Der Tod hat mit dem Leben nichts zu tun, dachte Holler. Wir dürfen uns nicht um den Tod kümmern, solange wir leben, denn solange wir leben, sind wir nicht tot, und umgekehrt. Das Leben und der Tod existieren niemals gleichzeitig und sind daher zwei völlig verschiedene Paar Stiefel, dachte Holler im Flugzeug nach Genua, während sein Blick durch die Scheibe zusammen mit dem Schatten des Fliegers über die weiße Wolkendecke zog. Der Flügel schwankte. Sonnenlicht lagerte in der Rundung der Scheibe. Eine schlecht geschlossene Gepäcktür vibrierte klackend.

«Geht’s dir nicht gut?«, fragte Didi.

«Mir ging’s nie besser«, antwortete Holler, aber es stimmte nicht ganz.

«Du siehst zum Kotzen aus.«

«Das hast du vorhin schon erwähnt.«

«Du siehst jetzt aber noch schlimmer aus, ist dir schlecht?«

«Ich hab wenig geschlafen, das ist alles. «Holler senkte die Tonlage, um das Thema abzuschließen.
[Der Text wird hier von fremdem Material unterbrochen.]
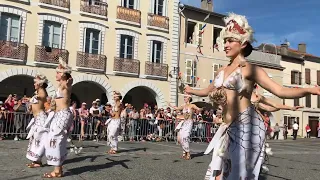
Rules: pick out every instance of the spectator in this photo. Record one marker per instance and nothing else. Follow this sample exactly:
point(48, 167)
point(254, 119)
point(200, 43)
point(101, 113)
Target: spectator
point(276, 131)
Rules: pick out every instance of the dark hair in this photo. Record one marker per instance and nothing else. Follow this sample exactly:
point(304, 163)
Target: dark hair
point(247, 50)
point(66, 76)
point(44, 85)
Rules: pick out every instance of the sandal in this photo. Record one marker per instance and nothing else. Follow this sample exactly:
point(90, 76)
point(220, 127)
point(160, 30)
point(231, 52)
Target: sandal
point(52, 175)
point(34, 165)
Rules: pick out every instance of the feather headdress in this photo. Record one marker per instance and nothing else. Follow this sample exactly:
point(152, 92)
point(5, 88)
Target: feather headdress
point(237, 27)
point(63, 67)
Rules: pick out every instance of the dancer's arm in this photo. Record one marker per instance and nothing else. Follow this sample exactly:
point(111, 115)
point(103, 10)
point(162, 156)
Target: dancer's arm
point(258, 75)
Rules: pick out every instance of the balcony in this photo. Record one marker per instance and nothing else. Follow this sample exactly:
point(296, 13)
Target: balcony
point(13, 51)
point(91, 62)
point(50, 56)
point(156, 70)
point(128, 16)
point(63, 5)
point(156, 22)
point(94, 8)
point(128, 67)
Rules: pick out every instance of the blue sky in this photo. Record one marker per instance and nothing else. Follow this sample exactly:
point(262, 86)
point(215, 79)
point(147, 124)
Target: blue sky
point(276, 20)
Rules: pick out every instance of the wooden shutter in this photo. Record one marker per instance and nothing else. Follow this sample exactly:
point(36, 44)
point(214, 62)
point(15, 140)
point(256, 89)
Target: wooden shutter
point(188, 71)
point(308, 100)
point(292, 77)
point(318, 78)
point(307, 76)
point(299, 78)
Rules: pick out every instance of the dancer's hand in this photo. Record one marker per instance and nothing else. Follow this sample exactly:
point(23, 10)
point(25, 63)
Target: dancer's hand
point(296, 107)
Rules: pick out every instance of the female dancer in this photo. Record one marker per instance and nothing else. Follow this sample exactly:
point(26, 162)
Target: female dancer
point(241, 146)
point(114, 123)
point(56, 150)
point(185, 126)
point(38, 130)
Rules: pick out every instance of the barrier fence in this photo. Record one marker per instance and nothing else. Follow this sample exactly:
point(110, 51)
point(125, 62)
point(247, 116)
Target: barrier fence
point(14, 124)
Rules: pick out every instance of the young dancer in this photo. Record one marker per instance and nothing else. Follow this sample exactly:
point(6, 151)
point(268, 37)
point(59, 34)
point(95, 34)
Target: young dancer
point(56, 150)
point(114, 123)
point(37, 126)
point(184, 127)
point(241, 145)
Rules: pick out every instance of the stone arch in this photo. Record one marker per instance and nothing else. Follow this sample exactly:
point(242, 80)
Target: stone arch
point(98, 81)
point(160, 98)
point(28, 72)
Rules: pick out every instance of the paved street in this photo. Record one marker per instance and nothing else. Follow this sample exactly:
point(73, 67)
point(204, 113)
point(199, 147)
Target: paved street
point(158, 161)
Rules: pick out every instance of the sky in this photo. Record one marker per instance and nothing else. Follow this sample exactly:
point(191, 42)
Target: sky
point(274, 21)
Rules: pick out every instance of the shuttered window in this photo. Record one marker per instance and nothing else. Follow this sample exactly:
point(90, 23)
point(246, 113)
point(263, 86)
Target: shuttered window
point(307, 76)
point(318, 78)
point(296, 77)
point(308, 100)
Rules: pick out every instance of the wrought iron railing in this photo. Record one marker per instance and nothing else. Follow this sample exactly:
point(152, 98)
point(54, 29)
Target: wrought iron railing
point(94, 7)
point(93, 61)
point(158, 21)
point(50, 55)
point(156, 69)
point(128, 14)
point(126, 65)
point(13, 50)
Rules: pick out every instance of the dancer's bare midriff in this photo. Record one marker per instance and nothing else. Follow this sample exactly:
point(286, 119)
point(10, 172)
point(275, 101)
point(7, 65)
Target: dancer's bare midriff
point(235, 105)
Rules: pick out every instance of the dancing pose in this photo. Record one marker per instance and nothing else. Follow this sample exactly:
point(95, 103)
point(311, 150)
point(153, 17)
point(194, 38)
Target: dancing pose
point(114, 123)
point(38, 127)
point(241, 145)
point(56, 150)
point(185, 126)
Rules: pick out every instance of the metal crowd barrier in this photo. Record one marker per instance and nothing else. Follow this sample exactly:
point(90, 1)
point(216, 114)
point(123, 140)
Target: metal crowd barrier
point(94, 128)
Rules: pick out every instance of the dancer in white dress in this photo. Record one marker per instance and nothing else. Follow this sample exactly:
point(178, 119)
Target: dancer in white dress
point(56, 145)
point(114, 123)
point(242, 144)
point(38, 127)
point(184, 127)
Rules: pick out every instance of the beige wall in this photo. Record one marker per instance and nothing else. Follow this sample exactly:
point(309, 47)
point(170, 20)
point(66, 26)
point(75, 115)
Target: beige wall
point(108, 80)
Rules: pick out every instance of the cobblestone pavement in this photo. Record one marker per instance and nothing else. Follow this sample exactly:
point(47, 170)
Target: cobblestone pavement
point(158, 161)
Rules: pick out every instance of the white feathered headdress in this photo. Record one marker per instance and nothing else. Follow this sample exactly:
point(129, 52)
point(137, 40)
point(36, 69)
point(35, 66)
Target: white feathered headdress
point(40, 79)
point(63, 67)
point(237, 27)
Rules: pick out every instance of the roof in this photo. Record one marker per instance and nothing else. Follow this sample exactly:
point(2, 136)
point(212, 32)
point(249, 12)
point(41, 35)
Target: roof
point(192, 8)
point(293, 53)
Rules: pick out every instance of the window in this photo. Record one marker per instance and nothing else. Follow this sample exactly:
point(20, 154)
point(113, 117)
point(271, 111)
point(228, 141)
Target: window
point(92, 41)
point(308, 100)
point(10, 27)
point(191, 72)
point(216, 34)
point(128, 4)
point(296, 77)
point(126, 47)
point(156, 52)
point(158, 7)
point(296, 102)
point(307, 76)
point(51, 34)
point(318, 78)
point(216, 67)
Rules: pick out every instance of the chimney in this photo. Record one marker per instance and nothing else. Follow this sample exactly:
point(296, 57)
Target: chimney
point(207, 5)
point(302, 48)
point(284, 49)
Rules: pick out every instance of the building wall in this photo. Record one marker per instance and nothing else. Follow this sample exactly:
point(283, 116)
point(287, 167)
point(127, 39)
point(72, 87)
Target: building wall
point(74, 22)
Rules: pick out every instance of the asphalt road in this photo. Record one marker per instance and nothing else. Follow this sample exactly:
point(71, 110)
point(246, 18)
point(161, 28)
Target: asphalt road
point(298, 160)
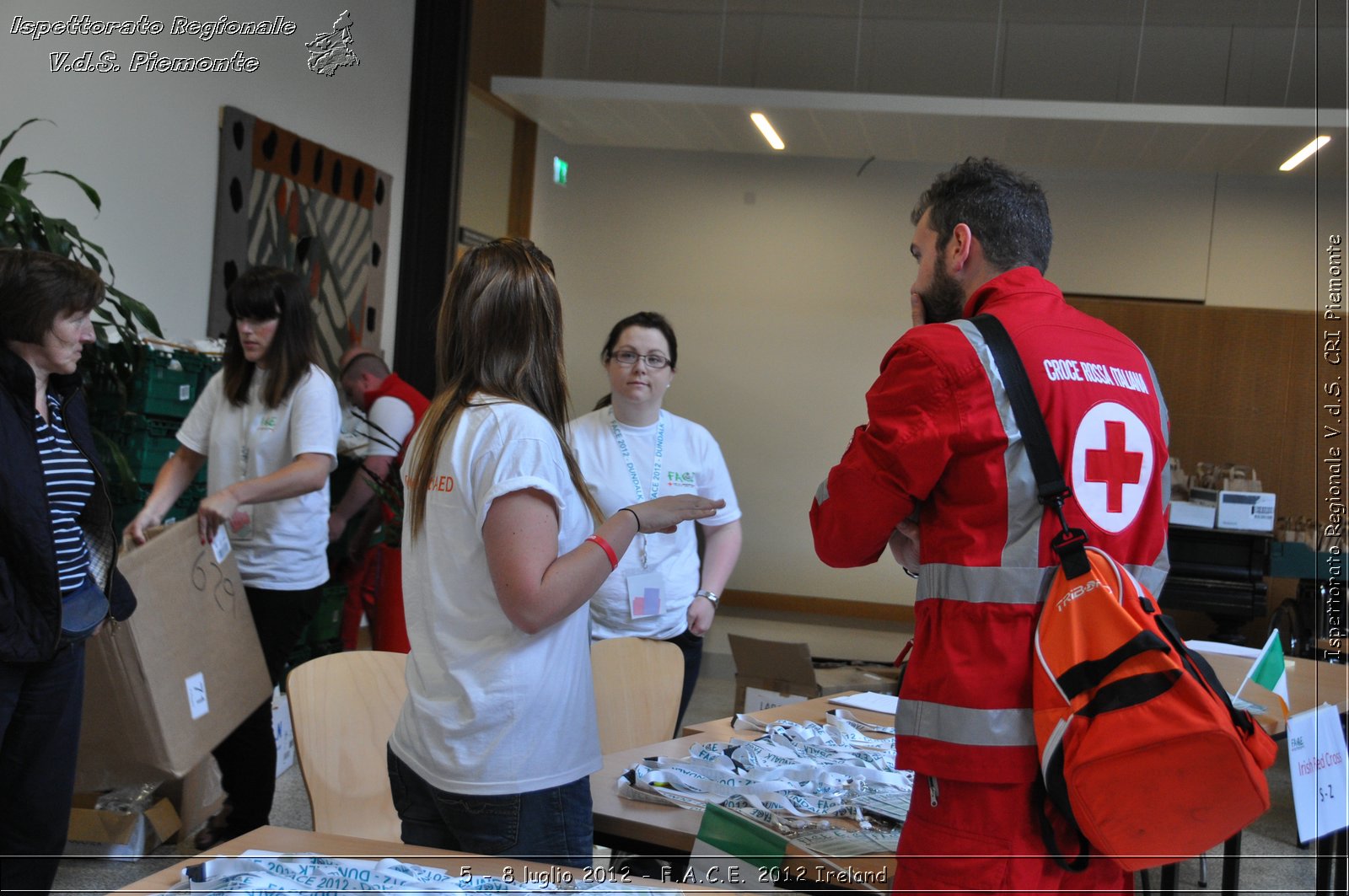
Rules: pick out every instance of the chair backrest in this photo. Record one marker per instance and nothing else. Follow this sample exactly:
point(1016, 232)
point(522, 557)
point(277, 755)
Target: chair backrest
point(343, 707)
point(637, 689)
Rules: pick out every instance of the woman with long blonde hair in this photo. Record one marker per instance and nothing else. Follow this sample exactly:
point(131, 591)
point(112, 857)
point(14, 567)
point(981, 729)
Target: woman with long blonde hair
point(503, 550)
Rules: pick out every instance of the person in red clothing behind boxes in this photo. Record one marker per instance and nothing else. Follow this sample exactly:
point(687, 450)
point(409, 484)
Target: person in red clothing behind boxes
point(266, 427)
point(390, 410)
point(939, 474)
point(58, 554)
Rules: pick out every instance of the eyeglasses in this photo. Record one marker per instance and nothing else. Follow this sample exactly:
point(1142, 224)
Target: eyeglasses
point(627, 359)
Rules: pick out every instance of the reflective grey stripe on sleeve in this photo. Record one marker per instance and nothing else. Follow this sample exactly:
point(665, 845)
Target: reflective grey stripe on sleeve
point(984, 584)
point(1150, 577)
point(1000, 584)
point(966, 727)
point(1024, 509)
point(1164, 561)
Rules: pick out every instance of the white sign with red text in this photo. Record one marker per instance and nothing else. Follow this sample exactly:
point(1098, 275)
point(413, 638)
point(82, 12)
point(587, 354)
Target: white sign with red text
point(1319, 767)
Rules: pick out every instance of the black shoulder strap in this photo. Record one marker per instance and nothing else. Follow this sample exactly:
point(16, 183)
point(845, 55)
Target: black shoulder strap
point(1070, 544)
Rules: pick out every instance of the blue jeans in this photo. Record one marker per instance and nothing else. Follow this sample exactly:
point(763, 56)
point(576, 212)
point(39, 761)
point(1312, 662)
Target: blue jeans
point(550, 826)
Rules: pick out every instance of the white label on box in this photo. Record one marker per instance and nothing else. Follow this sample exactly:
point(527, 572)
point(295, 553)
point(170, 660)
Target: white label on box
point(759, 700)
point(282, 730)
point(197, 695)
point(220, 544)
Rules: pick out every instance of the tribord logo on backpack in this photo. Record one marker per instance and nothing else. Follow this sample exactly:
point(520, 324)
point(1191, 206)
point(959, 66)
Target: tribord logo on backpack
point(1140, 747)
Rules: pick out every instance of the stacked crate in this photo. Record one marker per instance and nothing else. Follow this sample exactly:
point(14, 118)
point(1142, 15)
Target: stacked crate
point(142, 426)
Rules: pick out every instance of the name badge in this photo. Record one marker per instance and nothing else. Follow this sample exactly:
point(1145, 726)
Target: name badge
point(645, 594)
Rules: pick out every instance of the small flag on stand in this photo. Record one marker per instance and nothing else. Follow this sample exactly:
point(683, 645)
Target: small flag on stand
point(733, 851)
point(1270, 673)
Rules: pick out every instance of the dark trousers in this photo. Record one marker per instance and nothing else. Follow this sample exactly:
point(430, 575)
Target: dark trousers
point(40, 737)
point(691, 646)
point(553, 824)
point(247, 757)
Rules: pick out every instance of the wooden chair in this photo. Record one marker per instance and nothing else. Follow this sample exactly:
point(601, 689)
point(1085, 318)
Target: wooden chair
point(637, 689)
point(343, 707)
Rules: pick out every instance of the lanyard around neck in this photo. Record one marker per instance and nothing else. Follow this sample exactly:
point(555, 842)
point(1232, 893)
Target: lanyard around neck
point(632, 469)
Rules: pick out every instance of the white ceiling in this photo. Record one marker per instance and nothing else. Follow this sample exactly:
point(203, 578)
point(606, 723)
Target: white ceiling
point(1228, 87)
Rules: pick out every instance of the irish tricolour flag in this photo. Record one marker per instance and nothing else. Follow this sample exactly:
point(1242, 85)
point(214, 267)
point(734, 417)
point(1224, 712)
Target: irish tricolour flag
point(1270, 673)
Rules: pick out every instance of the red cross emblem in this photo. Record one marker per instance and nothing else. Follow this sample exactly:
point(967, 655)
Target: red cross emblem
point(1113, 460)
point(1115, 466)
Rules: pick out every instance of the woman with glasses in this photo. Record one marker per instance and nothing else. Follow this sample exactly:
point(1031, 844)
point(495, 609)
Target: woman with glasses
point(631, 448)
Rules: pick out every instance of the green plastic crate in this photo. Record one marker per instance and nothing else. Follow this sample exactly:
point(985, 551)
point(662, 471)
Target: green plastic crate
point(148, 442)
point(327, 624)
point(166, 386)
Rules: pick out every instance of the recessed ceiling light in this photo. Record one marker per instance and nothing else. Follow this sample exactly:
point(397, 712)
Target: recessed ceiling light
point(766, 130)
point(1301, 155)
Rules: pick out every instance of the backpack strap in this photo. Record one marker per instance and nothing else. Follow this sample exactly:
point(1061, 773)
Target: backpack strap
point(1043, 810)
point(1051, 487)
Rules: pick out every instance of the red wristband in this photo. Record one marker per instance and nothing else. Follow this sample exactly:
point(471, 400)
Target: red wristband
point(607, 550)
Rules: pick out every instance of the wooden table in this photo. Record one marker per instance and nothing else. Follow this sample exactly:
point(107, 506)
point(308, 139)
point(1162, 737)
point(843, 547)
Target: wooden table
point(285, 840)
point(637, 826)
point(811, 710)
point(1310, 684)
point(647, 828)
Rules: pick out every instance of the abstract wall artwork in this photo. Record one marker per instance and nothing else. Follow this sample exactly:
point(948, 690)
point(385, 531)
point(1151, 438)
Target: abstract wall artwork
point(292, 202)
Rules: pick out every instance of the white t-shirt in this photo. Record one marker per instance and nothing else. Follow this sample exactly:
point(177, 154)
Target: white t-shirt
point(391, 419)
point(490, 709)
point(691, 463)
point(287, 544)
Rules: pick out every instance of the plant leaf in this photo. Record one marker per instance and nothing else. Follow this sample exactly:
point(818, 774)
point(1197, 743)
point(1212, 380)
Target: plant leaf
point(13, 172)
point(139, 311)
point(92, 193)
point(10, 137)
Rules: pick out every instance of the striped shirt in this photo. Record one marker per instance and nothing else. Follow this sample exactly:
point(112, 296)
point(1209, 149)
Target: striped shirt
point(69, 480)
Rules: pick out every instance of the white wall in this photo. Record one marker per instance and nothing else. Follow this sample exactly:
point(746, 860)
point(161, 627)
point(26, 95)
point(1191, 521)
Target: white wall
point(148, 142)
point(787, 280)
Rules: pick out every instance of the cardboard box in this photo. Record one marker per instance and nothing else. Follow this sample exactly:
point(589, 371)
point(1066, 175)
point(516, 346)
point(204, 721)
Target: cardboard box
point(125, 837)
point(197, 797)
point(166, 686)
point(1244, 510)
point(773, 673)
point(1187, 513)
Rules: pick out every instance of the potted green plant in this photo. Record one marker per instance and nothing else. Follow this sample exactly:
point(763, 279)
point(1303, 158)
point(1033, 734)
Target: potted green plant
point(112, 363)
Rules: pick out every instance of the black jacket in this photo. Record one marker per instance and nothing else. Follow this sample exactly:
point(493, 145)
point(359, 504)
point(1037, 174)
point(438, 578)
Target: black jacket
point(30, 590)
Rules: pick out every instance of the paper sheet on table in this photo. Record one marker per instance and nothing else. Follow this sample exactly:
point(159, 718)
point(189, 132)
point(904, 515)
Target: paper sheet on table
point(872, 700)
point(1218, 647)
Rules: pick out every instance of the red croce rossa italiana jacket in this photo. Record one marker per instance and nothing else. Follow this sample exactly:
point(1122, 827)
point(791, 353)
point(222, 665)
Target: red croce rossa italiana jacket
point(941, 439)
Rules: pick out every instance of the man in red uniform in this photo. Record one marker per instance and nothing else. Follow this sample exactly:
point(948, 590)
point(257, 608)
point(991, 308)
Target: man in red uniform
point(393, 409)
point(939, 474)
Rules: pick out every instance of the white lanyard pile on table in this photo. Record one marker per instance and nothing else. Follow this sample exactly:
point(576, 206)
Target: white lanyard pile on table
point(793, 770)
point(260, 871)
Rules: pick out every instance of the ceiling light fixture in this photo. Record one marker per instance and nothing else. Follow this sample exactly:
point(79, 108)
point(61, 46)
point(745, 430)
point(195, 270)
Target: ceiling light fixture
point(766, 130)
point(1303, 154)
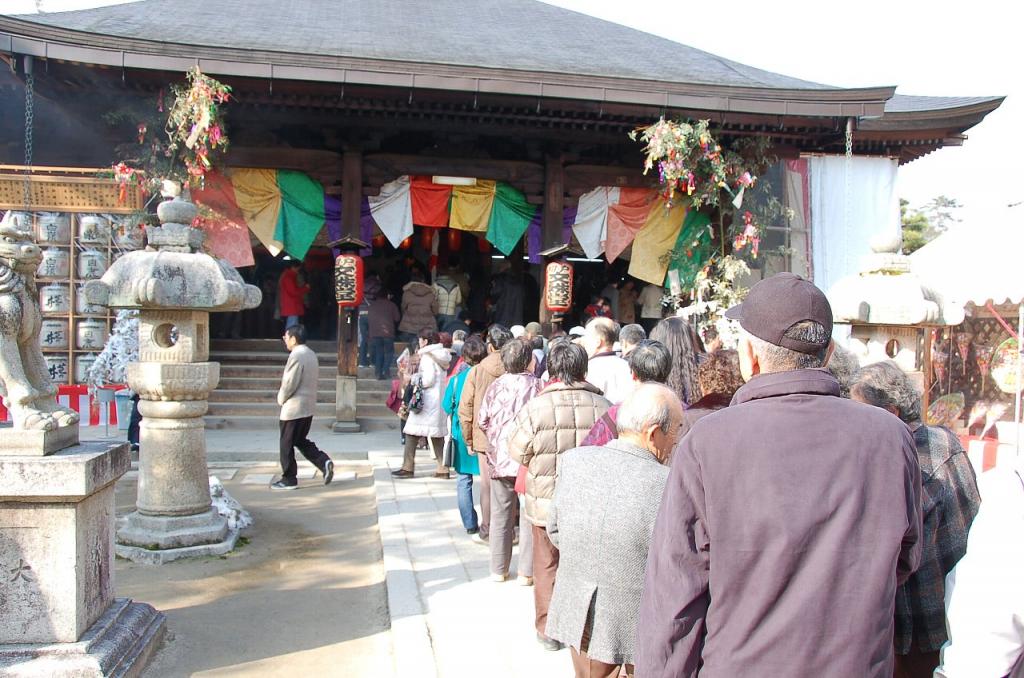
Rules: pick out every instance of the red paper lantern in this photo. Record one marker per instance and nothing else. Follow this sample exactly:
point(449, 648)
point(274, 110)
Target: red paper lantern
point(558, 286)
point(348, 281)
point(455, 239)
«Immer noch Hedda?«, fragte aber Diedrich investigativ.

Da es das Einfachste war, zu nicken, nickte Holler und sah aus dem Fenster. Diedrich, der erst am Vortag aus den USA, den Staaten, wie er es nannte, zurückgekehrt war, wo er, wie er sagte, den Beruf mit dem Vergnügen verbunden und bei Sessions in den angesagtesten Jazzclubs teilgenommen hatte, sprach jetzt über die Frauen im Allgemeinen. Mit Vorliebe sprach er über die Frauen im Allgemeinen und auch im Besonderen, über die physischen Vor- und Nachteile dieser oder jener Studentin (er versah einen Lehrauftrag an der Hochschule, aus deren Umkreis er bevorzugt seine meist jungen Freundinnen rekrutierte), über das eine oder andere Trennungsproblem, mit dem er sich immer dann herumschlug, wenn eine der Damen nicht einsehen wollte, dass der Zahn der Zeit an der Liebe mit besonderem Eifer zu nagen pflegte, was aber nicht Diedrichs Schuld war, denn dieser hatte die Zeit nicht gemacht. Die Liebe — wie auch übrigens die Musik —, sagte er jetzt, vergehe halt in der Zeit, verbrauche sich in der Zeit, das habe er, Tom, selber einmal gesagt. Oder?